Alimentos ultraprocessados (UPFs) estão substituindo dietas saudáveis "em todo o mundo" e deveriam ser vendidos com advertências semelhantes às dos cigarros. É isso que o cientista nutricional e professor Carlos Monteiro, da Universidade de São Paulo, cunhou o termo.
Ele destacará os perigos crescentes que os UPFs representam para crianças e adultos durante o Congresso Internacional de Obesidade desta semana.
"Os UPFs estão aumentando sua participação e dominando as dietas globais, apesar dos riscos que representam para a saúde, aumentando o risco de várias doenças crônicas", afirmou Monteiro ao Guardian antes da conferência em São Paulo.
Monteiro destacou que esses alimentos estão substituindo opções mais saudáveis e menos processadas em todo o mundo, deteriorando a qualidade da dieta devido às suas diversas características prejudiciais. Juntos, esses alimentos estão impulsionando a pandemia de obesidade e outras doenças crônicas relacionadas à dieta, como diabetes.
O alerta surge em meio ao rápido aumento do consumo global de UPFs, como cereais, barras de proteína, refrigerantes, refeições prontas e fast food. No Reino Unido e nos EUA, mais da metade da dieta média já é composta por alimentos ultraprocessados. Para algumas pessoas, especialmente jovens, pobres ou de áreas desfavorecidas, a dieta pode ser composta por até 80% de UPFs.
Em fevereiro, a maior revisão mundial de seu tipo encontrou 32 efeitos nocivos diretos dos UPFs à saúde, incluindo maior risco de doenças cardíacas, câncer, diabetes tipo 2, problemas de saúde mental e morte precoce.
Monteiro e seus colegas cunharam a frase UPF há 15 anos ao projetar o sistema de classificação de alimentos "Nova", que avalia não apenas o conteúdo nutricional, mas também os processos pelos quais os alimentos passam antes de serem consumidos.
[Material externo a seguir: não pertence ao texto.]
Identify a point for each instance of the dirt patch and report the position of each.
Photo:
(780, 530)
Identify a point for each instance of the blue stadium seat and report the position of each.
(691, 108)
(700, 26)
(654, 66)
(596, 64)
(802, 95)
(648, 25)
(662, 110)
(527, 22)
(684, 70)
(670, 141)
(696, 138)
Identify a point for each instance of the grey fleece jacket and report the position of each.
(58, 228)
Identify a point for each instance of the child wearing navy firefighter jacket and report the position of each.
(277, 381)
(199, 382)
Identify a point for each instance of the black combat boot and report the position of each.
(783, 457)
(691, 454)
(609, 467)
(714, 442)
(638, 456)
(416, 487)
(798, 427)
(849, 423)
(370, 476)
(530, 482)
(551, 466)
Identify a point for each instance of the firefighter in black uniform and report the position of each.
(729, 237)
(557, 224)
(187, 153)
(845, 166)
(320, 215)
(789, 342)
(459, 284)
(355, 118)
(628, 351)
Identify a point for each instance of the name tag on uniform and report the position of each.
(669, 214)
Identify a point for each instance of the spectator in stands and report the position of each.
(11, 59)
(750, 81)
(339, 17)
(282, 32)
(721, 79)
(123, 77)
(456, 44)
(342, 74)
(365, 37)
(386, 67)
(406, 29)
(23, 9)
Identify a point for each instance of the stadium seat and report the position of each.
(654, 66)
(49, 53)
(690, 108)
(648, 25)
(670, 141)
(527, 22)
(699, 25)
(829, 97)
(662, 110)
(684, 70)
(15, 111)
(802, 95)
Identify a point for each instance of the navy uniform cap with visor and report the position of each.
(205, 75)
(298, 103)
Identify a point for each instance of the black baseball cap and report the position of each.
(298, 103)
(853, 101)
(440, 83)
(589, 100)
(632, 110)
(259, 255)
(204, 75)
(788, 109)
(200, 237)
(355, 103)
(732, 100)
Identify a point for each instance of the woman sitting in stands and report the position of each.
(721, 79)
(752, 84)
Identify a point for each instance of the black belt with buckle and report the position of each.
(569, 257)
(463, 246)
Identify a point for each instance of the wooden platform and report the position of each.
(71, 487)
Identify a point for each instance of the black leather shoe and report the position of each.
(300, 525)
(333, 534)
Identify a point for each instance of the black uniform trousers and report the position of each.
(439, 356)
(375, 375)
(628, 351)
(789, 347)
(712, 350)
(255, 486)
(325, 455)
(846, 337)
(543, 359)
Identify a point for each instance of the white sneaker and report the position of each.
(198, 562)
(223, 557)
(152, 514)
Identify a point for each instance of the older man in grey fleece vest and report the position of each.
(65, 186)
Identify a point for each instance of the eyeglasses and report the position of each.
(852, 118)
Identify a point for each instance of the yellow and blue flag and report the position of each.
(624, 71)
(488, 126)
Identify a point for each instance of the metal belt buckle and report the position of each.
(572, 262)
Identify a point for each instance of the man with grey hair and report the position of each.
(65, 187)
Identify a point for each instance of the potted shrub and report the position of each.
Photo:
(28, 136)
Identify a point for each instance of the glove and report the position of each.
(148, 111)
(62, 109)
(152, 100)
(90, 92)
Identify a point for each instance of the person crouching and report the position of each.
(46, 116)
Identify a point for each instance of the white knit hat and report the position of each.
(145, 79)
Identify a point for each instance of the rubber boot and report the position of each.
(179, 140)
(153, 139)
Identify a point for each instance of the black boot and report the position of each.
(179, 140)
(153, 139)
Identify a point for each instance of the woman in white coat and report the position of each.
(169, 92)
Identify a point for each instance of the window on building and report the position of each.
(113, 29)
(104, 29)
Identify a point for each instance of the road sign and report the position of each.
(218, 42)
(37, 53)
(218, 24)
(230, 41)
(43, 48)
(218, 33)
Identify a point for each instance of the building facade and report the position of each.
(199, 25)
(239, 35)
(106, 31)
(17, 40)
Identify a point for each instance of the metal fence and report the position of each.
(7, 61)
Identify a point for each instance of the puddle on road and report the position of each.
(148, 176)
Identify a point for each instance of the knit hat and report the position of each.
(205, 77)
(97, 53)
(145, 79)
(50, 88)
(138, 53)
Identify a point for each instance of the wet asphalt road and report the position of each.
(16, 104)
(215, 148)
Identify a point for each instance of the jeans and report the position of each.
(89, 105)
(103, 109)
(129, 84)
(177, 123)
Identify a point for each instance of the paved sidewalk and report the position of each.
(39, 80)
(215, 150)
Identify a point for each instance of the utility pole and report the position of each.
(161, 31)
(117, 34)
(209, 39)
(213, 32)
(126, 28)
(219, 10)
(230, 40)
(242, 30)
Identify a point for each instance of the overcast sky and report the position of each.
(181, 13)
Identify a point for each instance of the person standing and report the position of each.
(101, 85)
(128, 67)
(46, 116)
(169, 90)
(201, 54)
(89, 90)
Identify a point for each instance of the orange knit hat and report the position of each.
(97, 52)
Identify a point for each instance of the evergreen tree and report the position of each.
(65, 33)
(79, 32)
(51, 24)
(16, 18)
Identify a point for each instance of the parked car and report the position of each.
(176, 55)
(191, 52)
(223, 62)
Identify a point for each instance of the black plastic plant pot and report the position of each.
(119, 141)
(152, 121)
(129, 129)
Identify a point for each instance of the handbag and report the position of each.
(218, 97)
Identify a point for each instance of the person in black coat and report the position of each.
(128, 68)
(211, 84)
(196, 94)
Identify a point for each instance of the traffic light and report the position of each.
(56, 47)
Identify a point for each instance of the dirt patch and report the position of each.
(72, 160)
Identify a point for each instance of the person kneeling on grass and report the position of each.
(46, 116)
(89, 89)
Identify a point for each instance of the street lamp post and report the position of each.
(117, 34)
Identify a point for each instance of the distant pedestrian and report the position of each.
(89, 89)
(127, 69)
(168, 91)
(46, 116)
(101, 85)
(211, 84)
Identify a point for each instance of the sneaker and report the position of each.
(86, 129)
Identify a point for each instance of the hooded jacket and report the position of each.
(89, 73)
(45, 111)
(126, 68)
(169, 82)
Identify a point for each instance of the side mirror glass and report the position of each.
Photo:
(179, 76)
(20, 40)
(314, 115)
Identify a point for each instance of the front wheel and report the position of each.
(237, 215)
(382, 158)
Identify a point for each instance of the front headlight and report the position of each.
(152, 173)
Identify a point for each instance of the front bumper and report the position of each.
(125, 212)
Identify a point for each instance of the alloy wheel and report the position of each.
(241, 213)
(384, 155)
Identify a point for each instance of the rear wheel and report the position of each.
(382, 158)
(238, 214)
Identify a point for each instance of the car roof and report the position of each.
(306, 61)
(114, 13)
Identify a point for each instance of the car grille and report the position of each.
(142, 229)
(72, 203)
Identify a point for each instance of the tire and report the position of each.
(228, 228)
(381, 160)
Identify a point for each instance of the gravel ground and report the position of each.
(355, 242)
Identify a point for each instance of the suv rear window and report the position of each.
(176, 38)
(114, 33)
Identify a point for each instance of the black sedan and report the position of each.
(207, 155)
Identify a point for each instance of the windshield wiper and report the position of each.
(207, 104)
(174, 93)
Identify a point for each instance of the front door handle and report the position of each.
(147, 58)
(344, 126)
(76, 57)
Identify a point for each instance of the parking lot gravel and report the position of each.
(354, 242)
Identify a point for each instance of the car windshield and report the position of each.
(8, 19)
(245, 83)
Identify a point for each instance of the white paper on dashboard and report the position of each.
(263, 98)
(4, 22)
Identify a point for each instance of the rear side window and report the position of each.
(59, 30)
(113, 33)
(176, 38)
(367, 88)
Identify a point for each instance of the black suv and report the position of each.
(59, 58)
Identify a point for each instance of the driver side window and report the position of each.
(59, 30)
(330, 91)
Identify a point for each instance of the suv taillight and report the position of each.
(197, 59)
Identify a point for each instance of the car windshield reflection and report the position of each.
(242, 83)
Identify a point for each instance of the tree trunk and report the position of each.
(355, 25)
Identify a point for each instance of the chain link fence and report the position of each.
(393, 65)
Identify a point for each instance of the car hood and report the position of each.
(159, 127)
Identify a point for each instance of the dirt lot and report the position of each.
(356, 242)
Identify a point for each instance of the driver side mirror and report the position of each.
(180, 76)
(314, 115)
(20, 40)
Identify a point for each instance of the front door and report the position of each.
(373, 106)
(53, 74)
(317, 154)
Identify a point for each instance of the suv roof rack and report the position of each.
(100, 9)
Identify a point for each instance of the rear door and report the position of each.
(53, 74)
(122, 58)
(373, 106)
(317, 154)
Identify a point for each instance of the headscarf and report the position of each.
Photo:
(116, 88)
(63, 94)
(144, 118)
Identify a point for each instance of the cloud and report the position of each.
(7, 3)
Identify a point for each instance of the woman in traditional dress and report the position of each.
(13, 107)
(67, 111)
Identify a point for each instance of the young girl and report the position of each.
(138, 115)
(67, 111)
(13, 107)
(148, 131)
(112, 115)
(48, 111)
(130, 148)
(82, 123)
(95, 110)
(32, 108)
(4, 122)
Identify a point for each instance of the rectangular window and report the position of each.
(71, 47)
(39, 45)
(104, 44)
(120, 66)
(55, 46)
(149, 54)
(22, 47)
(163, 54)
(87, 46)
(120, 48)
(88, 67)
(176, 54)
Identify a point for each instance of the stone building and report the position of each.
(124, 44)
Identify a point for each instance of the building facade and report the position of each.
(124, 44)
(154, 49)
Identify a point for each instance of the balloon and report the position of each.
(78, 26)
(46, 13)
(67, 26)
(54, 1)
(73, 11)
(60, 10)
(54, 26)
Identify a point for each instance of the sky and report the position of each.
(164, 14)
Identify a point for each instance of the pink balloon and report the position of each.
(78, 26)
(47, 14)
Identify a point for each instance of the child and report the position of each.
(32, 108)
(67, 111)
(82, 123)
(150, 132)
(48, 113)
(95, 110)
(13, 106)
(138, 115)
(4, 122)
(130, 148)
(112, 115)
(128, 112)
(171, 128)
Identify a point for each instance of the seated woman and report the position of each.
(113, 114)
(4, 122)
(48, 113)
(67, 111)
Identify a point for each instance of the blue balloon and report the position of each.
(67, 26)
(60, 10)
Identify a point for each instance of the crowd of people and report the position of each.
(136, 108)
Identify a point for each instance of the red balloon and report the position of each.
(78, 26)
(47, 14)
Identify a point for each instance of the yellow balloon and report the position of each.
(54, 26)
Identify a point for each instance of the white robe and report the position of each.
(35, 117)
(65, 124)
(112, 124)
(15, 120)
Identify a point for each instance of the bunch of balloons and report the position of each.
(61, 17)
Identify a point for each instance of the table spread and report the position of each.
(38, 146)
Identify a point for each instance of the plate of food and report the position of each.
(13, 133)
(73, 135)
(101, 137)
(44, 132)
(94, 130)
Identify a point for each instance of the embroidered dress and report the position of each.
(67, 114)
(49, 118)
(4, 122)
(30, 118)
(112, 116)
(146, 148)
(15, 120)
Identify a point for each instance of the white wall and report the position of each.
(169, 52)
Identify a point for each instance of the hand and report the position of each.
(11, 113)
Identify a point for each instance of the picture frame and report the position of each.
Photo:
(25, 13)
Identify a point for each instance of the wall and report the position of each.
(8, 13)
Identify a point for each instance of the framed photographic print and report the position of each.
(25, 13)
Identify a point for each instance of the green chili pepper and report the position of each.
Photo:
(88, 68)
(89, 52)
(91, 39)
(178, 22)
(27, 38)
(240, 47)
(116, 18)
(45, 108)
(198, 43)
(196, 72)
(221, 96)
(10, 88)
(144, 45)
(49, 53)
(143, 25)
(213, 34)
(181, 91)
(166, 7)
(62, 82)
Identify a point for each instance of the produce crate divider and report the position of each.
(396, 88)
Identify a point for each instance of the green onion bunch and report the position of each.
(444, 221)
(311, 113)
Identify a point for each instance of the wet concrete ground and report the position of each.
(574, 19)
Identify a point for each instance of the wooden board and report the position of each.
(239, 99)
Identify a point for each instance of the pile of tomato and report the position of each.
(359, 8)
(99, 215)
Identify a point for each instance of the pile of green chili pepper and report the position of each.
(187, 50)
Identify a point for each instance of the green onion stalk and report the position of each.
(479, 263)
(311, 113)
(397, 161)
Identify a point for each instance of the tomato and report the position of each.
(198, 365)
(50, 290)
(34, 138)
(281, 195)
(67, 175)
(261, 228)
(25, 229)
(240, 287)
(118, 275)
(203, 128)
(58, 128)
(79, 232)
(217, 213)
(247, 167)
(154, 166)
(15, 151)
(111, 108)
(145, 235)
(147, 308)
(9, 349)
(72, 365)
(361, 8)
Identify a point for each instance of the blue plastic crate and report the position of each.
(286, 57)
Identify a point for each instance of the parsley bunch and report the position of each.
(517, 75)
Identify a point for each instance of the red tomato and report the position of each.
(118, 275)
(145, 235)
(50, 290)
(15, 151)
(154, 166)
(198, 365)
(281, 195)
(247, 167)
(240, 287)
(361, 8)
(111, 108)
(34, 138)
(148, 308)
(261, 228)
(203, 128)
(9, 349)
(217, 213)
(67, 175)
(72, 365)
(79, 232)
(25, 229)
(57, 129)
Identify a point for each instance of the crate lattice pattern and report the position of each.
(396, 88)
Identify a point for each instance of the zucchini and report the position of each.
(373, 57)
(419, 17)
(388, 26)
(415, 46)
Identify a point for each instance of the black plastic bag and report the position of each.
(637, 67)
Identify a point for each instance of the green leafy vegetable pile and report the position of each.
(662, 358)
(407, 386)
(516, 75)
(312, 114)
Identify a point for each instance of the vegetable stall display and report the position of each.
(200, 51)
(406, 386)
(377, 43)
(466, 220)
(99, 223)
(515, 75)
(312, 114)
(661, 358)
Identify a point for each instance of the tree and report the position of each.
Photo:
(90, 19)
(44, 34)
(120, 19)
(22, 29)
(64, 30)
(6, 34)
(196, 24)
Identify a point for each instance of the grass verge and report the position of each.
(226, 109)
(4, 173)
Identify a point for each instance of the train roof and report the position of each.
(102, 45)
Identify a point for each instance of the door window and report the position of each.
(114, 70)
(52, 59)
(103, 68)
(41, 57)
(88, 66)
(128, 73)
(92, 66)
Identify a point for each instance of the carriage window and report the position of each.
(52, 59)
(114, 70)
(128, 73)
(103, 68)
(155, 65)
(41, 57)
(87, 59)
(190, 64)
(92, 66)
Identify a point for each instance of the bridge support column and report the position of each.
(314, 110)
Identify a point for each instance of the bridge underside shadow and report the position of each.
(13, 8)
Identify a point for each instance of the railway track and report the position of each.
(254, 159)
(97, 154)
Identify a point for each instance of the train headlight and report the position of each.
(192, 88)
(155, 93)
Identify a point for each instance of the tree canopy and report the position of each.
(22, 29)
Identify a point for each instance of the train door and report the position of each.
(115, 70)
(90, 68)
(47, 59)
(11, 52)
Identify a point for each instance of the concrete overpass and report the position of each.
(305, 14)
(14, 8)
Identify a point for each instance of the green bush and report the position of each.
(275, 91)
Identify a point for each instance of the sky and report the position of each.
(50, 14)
O sistema divide os alimentos e bebidas em quatro grupos: alimentos minimamente processados, ingredientes culinários processados, alimentos processados e alimentos ultraprocessados.
Preocupado com o impacto dos UPFs na saúde humana, Monteiro afirmou que estudos e revisões já não são suficientes para alertar o público sobre os perigos.
"Campanhas de saúde pública, como as contra o tabaco, são necessárias para combater os perigos dos UPFs", disse ele ao Guardian. "Essas campanhas incluiriam alertas sobre os riscos à saúde do consumo de UPFs."
Monteiro defende que anúncios de UPFs sejam proibidos ou fortemente restringidos, e que avisos nas embalagens sejam introduzidos, semelhantes aos dos pacotes de cigarros. Ele também argumenta que as vendas de UPFs em escolas e unidades de saúde devem ser proibidas, e que esses produtos devem ser altamente taxados, com a receita gerada sendo utilizada para subsidiar alimentos frescos.
O cientista também compara as empresas de UPF às de tabaco, afirmando que ambas causam inúmeras doenças graves e mortalidade prematura, são produzidas por corporações transnacionais que investem lucros enormes em estratégias agressivas de marketing e lobby contra regulamentações, e são patogênicas por design.
Contudo, a Dra. Hilda Mulrooney, especialista em nutrição e saúde da London Metropolitan University, considera a comparação entre UPF e tabaco "muito simplista". Ela destaca que, enquanto não existe um cigarro seguro, alguns nutrientes como gordura, açúcar e sal são necessários e têm várias funções nos alimentos, além do sabor.
Mulrooney argumenta também que não é fácil reformular certos alimentos para reduzir esses componentes e que eles não são equivalentes ao tabaco, pois precisamos de alimentos – apenas não nas quantidades que a maioria de nós consome atualmente.